Section 509 of the Communications Decency Privacy Act of 1996, Pub.L. No. 104-104, 110 Stat. 137-39 (codified at 47 U.S.C. § 230), provides in relevant part: “No provider ... of an interactive computer service shall be treated as the publisher or speaker of any information provided by another information content provider.” 47 U.S.C. § 230(c)(1). The principal issue in this case is whether America Online acted ■ as an information content provider outside the scope of § 230 immunity when it provided access to allegedly inaccurate information regarding Ben Ezra, Weinstein, and Company’s publicly traded stock. We hold that America Online acted solely as an interactive computer service provider and therefore is immune from suit under § 230.

I.

Defendant America Online Incorporated operates a large interactive computer service, through which millions of subscribers can access various information and information services, including the Internet. Through its Quotes & Portfolios service area, Defendant publishes continuously updated stock quotation information concerning more than 40,000 publicly traded stocks and securities. The stock quotation information includes data about the market price for specific stocks and the volume of shares traded in the current or previous trading day. Two independent third parties-S & P ComStock, Inc., a stock quote provider, and Townsend Analytics, Ltd., a software provider designated by Com-Stoek-jointly provide this information to Defendant. The original sources for this information are major national and international stock exchanges and stock markets, including the New York Stock Exchange, the American Stock Exchange, and the Over-the-Counter market.

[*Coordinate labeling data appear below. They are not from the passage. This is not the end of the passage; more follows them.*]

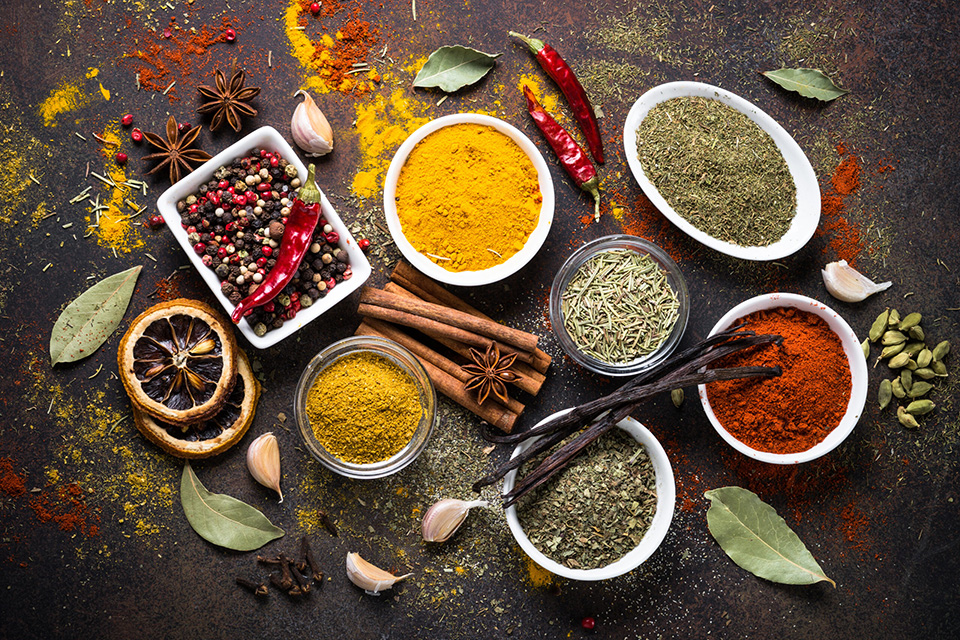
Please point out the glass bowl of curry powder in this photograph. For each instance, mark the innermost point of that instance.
(365, 407)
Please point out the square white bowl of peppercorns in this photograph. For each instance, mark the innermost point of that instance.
(229, 216)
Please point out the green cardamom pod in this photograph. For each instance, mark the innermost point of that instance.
(906, 379)
(884, 394)
(920, 407)
(892, 337)
(677, 397)
(912, 320)
(879, 326)
(941, 350)
(919, 389)
(892, 350)
(913, 348)
(906, 419)
(899, 360)
(897, 389)
(924, 373)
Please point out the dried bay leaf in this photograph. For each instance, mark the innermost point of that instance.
(454, 67)
(758, 540)
(89, 320)
(223, 520)
(810, 83)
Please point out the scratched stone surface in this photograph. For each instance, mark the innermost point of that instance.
(93, 540)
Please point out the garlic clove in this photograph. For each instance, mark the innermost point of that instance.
(263, 461)
(310, 128)
(847, 284)
(371, 579)
(444, 518)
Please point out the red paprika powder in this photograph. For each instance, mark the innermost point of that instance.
(797, 410)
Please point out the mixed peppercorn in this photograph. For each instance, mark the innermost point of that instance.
(236, 222)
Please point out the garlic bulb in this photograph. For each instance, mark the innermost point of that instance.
(444, 518)
(263, 461)
(847, 284)
(310, 128)
(371, 579)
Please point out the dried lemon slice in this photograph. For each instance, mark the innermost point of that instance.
(215, 435)
(178, 361)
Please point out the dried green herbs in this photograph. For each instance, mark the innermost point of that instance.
(619, 307)
(598, 509)
(718, 169)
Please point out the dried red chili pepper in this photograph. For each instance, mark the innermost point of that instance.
(572, 156)
(563, 75)
(298, 232)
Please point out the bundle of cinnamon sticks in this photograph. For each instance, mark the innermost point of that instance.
(413, 304)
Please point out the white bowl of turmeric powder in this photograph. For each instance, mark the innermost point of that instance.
(468, 199)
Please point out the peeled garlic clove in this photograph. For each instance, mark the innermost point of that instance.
(371, 579)
(847, 284)
(444, 518)
(263, 461)
(310, 128)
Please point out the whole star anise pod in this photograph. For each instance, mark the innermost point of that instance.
(174, 152)
(228, 101)
(489, 372)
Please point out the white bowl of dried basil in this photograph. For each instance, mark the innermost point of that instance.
(721, 170)
(617, 507)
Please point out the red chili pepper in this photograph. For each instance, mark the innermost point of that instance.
(572, 156)
(563, 75)
(301, 222)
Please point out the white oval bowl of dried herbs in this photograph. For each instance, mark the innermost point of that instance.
(859, 376)
(652, 537)
(777, 230)
(611, 282)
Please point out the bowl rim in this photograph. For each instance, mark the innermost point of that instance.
(485, 276)
(269, 138)
(859, 376)
(396, 353)
(569, 268)
(652, 539)
(805, 220)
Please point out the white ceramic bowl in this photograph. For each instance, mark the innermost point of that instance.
(263, 138)
(851, 348)
(666, 501)
(484, 276)
(808, 189)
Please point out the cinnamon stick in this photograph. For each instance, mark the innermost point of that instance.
(495, 414)
(530, 379)
(520, 340)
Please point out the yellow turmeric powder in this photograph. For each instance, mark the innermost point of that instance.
(363, 408)
(468, 197)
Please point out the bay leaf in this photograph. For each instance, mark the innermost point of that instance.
(454, 67)
(759, 540)
(92, 317)
(810, 83)
(222, 519)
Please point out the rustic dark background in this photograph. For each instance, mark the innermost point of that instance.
(880, 513)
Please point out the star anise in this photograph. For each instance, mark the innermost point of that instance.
(489, 372)
(174, 152)
(228, 101)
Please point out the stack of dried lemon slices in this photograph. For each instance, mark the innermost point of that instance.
(191, 387)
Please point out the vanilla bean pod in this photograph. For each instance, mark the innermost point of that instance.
(558, 460)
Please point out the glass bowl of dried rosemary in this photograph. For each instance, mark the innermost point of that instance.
(613, 520)
(365, 407)
(619, 305)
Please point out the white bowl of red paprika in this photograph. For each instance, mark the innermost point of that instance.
(269, 139)
(814, 405)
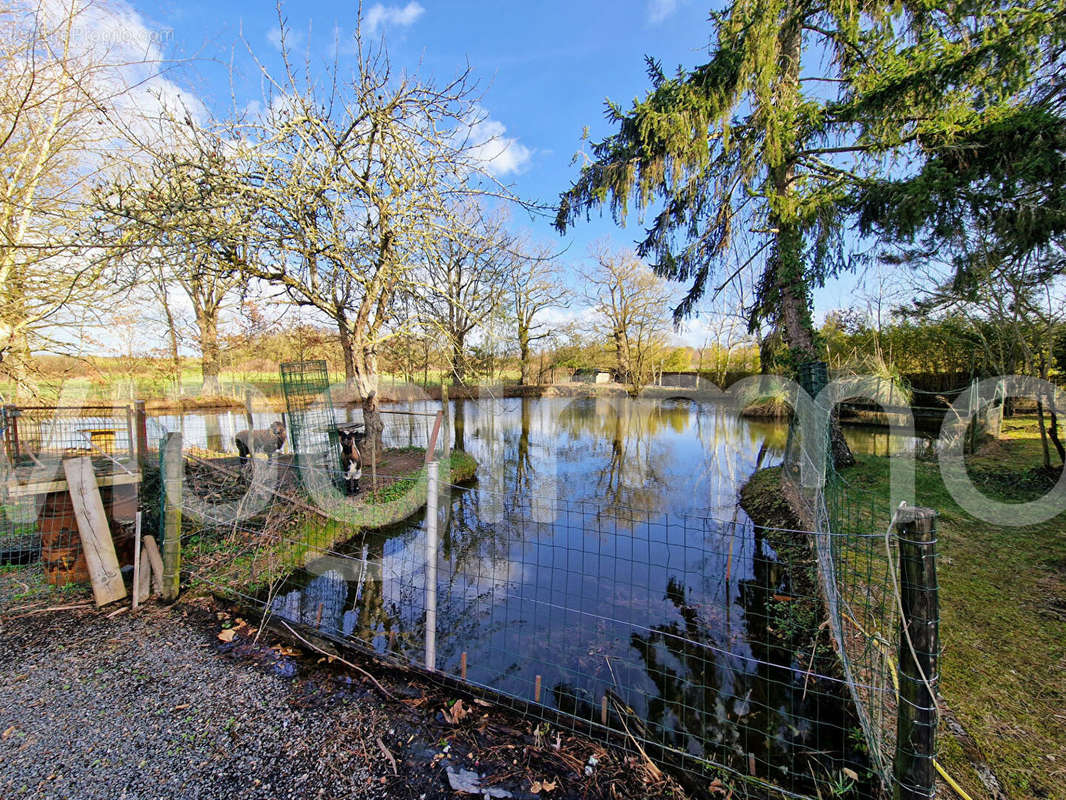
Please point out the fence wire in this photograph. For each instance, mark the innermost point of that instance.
(858, 555)
(39, 546)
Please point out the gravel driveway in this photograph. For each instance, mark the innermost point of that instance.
(151, 704)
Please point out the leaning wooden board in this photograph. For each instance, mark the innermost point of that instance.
(94, 530)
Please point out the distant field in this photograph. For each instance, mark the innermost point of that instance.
(232, 384)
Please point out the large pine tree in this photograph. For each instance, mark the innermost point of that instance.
(743, 144)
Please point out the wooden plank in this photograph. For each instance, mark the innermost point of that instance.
(172, 469)
(918, 665)
(156, 560)
(144, 587)
(138, 594)
(43, 488)
(94, 530)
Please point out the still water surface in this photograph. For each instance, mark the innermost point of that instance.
(599, 553)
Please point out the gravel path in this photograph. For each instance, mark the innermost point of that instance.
(142, 706)
(151, 704)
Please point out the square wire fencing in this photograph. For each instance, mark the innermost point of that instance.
(876, 572)
(695, 642)
(39, 545)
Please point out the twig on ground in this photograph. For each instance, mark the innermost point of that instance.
(358, 669)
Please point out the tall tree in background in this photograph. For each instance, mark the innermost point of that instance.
(534, 287)
(178, 221)
(463, 281)
(631, 305)
(61, 97)
(973, 98)
(352, 186)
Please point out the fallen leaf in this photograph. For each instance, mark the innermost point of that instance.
(456, 713)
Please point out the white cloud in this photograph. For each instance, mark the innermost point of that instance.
(499, 154)
(382, 16)
(127, 56)
(659, 10)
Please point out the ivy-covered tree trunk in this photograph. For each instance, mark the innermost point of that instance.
(207, 324)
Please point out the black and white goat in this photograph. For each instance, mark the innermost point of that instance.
(351, 459)
(269, 442)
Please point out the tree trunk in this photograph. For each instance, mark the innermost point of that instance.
(523, 356)
(1053, 432)
(458, 366)
(348, 350)
(789, 278)
(366, 384)
(1044, 433)
(207, 324)
(620, 356)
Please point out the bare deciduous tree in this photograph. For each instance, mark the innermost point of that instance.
(60, 97)
(632, 306)
(353, 187)
(534, 287)
(462, 284)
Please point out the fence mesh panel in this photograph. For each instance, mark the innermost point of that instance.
(39, 545)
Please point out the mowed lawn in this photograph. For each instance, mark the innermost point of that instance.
(1003, 623)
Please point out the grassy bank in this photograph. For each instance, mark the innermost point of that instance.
(289, 536)
(1003, 622)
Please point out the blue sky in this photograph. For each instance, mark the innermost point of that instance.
(544, 69)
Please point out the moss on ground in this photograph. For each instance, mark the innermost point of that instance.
(1003, 621)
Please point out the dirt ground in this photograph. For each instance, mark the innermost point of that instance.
(189, 702)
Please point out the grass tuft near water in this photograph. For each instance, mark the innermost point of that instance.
(1002, 623)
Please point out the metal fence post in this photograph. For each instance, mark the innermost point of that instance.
(142, 432)
(919, 654)
(431, 564)
(171, 479)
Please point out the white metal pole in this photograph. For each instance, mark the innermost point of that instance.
(431, 565)
(136, 562)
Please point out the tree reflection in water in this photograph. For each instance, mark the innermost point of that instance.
(602, 550)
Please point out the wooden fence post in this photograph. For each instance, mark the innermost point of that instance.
(172, 475)
(141, 424)
(919, 655)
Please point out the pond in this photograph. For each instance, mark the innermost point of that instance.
(599, 564)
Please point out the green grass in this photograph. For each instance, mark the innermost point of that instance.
(230, 562)
(1003, 620)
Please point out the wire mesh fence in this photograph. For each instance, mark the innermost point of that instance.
(858, 555)
(39, 545)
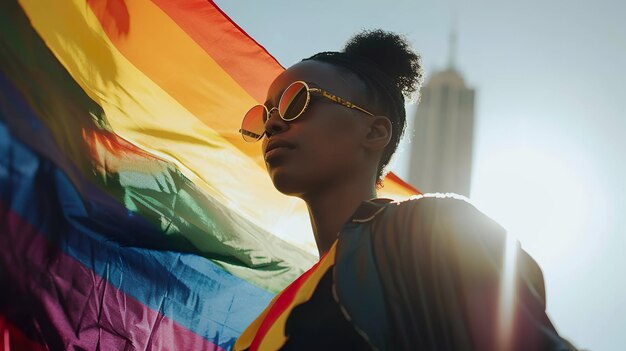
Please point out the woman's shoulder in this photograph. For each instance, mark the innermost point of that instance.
(441, 213)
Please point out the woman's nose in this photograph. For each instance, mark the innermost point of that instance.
(274, 123)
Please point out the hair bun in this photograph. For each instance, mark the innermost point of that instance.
(392, 54)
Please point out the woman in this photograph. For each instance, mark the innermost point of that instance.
(423, 274)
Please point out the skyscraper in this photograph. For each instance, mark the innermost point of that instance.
(441, 150)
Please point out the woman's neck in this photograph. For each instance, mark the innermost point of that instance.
(330, 209)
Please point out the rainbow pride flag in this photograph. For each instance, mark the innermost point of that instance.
(132, 213)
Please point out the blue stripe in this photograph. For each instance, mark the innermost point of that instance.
(201, 296)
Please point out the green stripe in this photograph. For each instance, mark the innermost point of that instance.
(150, 187)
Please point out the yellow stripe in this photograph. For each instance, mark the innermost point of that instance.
(275, 336)
(143, 113)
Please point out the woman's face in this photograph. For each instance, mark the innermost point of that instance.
(322, 147)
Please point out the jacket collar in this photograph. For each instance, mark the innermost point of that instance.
(368, 209)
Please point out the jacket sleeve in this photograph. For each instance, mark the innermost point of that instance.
(451, 284)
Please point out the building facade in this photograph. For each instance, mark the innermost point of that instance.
(442, 146)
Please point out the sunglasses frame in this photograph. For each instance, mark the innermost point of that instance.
(309, 90)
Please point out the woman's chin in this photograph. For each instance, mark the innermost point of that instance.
(285, 182)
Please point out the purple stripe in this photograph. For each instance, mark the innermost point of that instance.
(84, 309)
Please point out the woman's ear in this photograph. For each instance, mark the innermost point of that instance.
(378, 134)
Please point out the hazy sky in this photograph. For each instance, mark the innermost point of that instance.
(549, 159)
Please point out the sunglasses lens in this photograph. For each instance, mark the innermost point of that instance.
(253, 124)
(294, 101)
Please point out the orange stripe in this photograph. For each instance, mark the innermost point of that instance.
(140, 30)
(237, 53)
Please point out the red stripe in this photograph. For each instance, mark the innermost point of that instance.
(85, 310)
(247, 62)
(282, 303)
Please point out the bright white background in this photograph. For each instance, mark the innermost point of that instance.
(549, 160)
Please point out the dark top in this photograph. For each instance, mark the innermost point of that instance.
(319, 324)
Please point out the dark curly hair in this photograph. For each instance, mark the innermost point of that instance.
(390, 70)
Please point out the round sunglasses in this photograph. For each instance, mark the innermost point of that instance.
(293, 102)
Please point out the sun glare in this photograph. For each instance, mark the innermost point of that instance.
(538, 197)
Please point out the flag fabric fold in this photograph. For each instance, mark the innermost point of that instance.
(132, 214)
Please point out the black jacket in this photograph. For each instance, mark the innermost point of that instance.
(430, 273)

Plaintiff Ben Ezra, Weinstein, and Company, an Albuquerque-based, publicly owned company, designs and manufactures corporate finance computer software. In March 1997, Plaintiff filed an action in New Mexico state court against Defendant asserting state law claims for defamation and negligence. In its complaint, Plaintiff sought both damages and injunctive relief. Plaintiff alleged that on three occasions Defendant published incorrect information concerning Plaintiffs stock price and share volume. Plaintiff claimed Defendant defamed Plaintiff by publishing the allegedly inaccurate information. Plaintiff also claimed Defendant failed to exercise reasonable care in the manipulation, alteration, and change of the stock information.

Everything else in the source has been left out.